E-learning MBA Master Degree online from distance

  • Probability, Statistics and the Time Value of Money

    TEACHER: Hello, Student. Tell me, please... are there many possible future events you can clearly foresee?

    STUDENT: There are a few, but I’d rather not think about them!

    TEACHER: You are a wise person. I assume what you have in mind is the old saying: "the only events surely to happen in life are death and taxes." And I don’t want to think about those either.

    But in fact, uncertainty is the most prevalent condition in life. No matter which type of decision me must make, we are really almost never sure of the outcome.

    STUDENT: I know. I recall your mentioning before that "forecasting is difficult, and forecasting the future is impossible!" A joke, of course.

    TEACHER: A joke with some element of truth.
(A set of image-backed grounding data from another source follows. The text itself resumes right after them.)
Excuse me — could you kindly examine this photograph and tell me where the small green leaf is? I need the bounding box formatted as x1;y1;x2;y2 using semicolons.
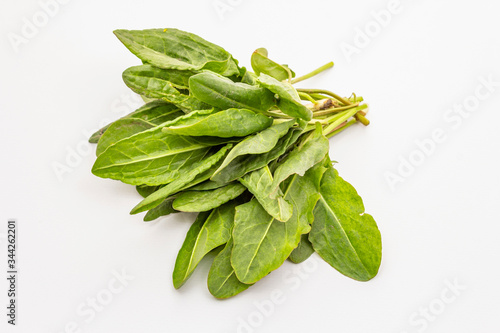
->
173;182;246;212
136;184;161;198
251;48;292;81
208;239;252;299
122;65;209;112
239;166;292;222
173;200;238;289
162;108;273;138
189;72;275;113
288;234;314;263
269;124;329;197
212;120;296;179
144;197;177;221
309;161;382;281
114;28;240;76
211;123;305;184
257;73;312;121
124;64;193;90
238;66;257;85
187;180;229;191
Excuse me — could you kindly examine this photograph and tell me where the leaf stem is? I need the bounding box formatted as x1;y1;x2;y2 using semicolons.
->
309;93;331;100
313;103;360;117
326;119;357;138
354;112;370;126
298;92;317;104
323;104;367;136
291;62;334;84
284;66;293;82
264;110;293;119
296;88;352;106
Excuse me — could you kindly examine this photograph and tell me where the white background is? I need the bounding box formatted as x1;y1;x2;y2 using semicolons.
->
1;0;500;332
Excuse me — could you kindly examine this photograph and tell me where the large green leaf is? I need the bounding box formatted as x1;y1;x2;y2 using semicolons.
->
239;166;292;222
130;144;232;214
172;182;246;212
122;65;208;112
96;118;154;156
211;124;305;184
92;123;227;186
212;120;296;179
189;72;275;113
257;73;312;121
309;162;382;281
269;124;329;198
287;157;327;263
162;108;273;138
173;200;238;288
114;28;239;76
207;239;251;299
251;48;292;81
231;167;320;284
89;100;184;143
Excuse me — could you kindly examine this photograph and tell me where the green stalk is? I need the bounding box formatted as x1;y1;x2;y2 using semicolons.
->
298;92;317;104
326;119;357;138
291;62;334;84
354;112;370;126
313;103;360;117
264;110;293;119
296;88;352;106
323;105;368;136
304;108;351;131
309;93;331;100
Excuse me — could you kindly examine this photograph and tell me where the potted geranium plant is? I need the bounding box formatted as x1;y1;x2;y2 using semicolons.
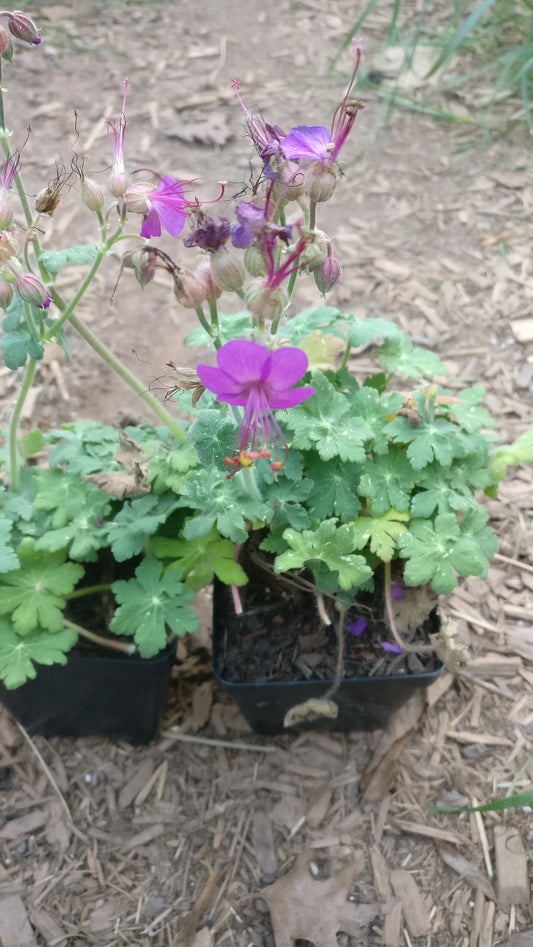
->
126;49;533;735
0;11;246;741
Well, although in most cases it is impossible to be completely sure of what will happen if we make a given decision, it is possible to estimate the likeliness of a certain outcome. What we can do is estimate the probability of future events to happen.

    STUDENT: What is the exact definition of "probability"?

    TEACHER: Probability is the chance that something will happen. To determine the probability of something occurring, the first thing we have to do is collecting data and organize them: this process is called statistics.

    Using these two tools, probability and statistics, we may quantify the uncertainty before taking a decision. When issuing a weather report, forecasters rarely say: "it will rain later today". They might say "75% chances of rain later today". Can you guess what this means?

    STUDENT: I assume that they are able to say this because they have collected statistics for a long time in a given area, and they know that when current weather conditions were present, 75% of the time it rained.

    TEACHER: Close. Actually, they know that under those conditions it rained in 75% of the given geographical area. But in any case, the point is that it's up to you now to make a decision whether to go on a picnic today. You can't be sure, but you know that you are running a high risk of getting wet!

    STUDENT: You said you need to produce statistics before calculating probabilities.

    TEACHER: Exactly. I will now discuss examples and definitions of statistics.

    Let's imagine that you go target shooting. The target has 20 divisions, the center with a value of 100, the outside one a value of 5.

    You keep track (statistics) of your scores. Assume that you shoot 5 times, scoring 20, 20, 45, 75, and 90.

    In statistical terms, each shot is an observation and each score is the value of that observation. Understood?

    STUDENT: Yes. In the example, we have 5 observations, with the respective values being 20, 20, 45, 75, and 90.

    TEACHER: Exactly. Now, the range is the difference in value from the highest to the lowest one. What would be the range in our example?

    STUDENT: In our example the range is 70, because 90-20=70.

    TEACHER: Correct. Now let me tell you that your average or mean score is the sum of the values (20+20+45+75+90 = 250) divided by the number of observations (5). What is your average (or mean) score?

    STUDENT: Not exactly rocket science, Teacher. Since the average (mean) in this example is 250 divided into 5, my mean score is 50.

    TEACHER: You are good at computing! And now, I’ll add that your median score is 45, because you have exactly the same number of scores (2) above it (observations 75 and 90) and below it (observations 20 and 20).

    STUDENT: Let me recap. My range is 70, my average or mean is 50, and the median is 45. But I also frequently hear the word mode in statistics.

    TEACHER: Mode means "fashion" in Latin, indicating something that is common, frequent. In the example, your most frequent score was 20 (you scored it twice); therefore, your mode score was 20.

    Mean (average), Median and Mode are measures of central tendency.

    There are also other measures that express values of dispersion, the "spread" of the values of the observations.

    Your shooting scores (observations) in the example showed a lot of dispersion, with a range from of 70 (20 to 90). You could have scored the same average (50) with less dispersion by shooting 5 times again and scoring say, 40 40 45 60 65.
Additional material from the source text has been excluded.